Going back to the offices

But there is also another way of thinking – the Bank of America and IBM (in the US) believe that innovation and collaboration are essential and can only be done right in person, so they are doing all efforts to bring people back to the offices

Gigging up!

While companies can send everyone home and expect to reduce their fixed costs by cutting real estate expenses and offer lower wages, some believe that it will have a negative impact on the organizational culture and the emotional connection to the company will be lost, meaning there are no reasons for people not to switch to something new that makes them feel more accomplished. There’s an opportunity for the gig economy to be filled with knowledge people.


If new companies are the new cornerstones of the economy, let’s help them!
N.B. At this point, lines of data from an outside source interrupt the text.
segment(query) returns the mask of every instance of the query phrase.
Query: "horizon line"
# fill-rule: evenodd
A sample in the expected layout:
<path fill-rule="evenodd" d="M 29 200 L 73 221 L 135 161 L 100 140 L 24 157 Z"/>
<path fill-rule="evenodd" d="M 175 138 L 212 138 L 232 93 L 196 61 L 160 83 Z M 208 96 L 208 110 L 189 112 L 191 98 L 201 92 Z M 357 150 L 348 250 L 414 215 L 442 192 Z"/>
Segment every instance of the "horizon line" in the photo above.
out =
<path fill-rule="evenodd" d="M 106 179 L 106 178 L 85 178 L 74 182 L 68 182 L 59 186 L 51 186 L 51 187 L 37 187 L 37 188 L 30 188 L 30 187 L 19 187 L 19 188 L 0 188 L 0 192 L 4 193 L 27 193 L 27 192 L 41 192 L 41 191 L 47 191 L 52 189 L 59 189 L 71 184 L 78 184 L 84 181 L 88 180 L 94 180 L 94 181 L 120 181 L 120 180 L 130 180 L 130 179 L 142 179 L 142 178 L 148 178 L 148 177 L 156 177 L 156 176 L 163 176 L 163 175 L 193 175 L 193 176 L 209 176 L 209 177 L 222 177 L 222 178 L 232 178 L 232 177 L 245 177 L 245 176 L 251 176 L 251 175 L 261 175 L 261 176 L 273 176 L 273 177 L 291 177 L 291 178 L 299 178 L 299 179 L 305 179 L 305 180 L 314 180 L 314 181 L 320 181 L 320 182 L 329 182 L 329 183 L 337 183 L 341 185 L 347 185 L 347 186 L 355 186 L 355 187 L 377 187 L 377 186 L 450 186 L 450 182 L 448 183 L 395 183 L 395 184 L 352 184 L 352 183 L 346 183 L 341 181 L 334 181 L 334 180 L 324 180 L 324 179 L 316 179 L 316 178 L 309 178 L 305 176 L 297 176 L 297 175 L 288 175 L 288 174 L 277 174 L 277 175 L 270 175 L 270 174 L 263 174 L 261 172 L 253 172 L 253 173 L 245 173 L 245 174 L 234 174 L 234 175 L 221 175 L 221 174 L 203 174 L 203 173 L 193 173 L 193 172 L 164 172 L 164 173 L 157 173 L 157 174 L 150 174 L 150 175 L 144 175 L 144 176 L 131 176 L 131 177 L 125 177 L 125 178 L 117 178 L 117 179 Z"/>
New companies, tech companies, can save the economies from a complete breakdown, so shouldn’t all governments take some time to think about how to help them? As Startup Genome recently posted in its annual report, continuing to invest in local ecosystems will reinsure its growth and, consequently, will produce more value.

And since this is all about innovation, BCG shared its annual list of the world’s most innovative companies – led by the three A’s: Apple, Alphabet and Amazon – and Sifted shared some lessons about what we can learn from them.

Although none of these companies are European-based, the old continent is becoming more competitive when it comes to innovation – on the one hand, the EU continues to have a better performance than the United States, China, Brazil, Russia, South Africa, and India; and on the other, Europe has more ecosystems in the Emerging Entrepreneurial Ecosystems list than the other continents. And there are people who strongly believe that Europe is better positioned than ever before to lead the way from now on.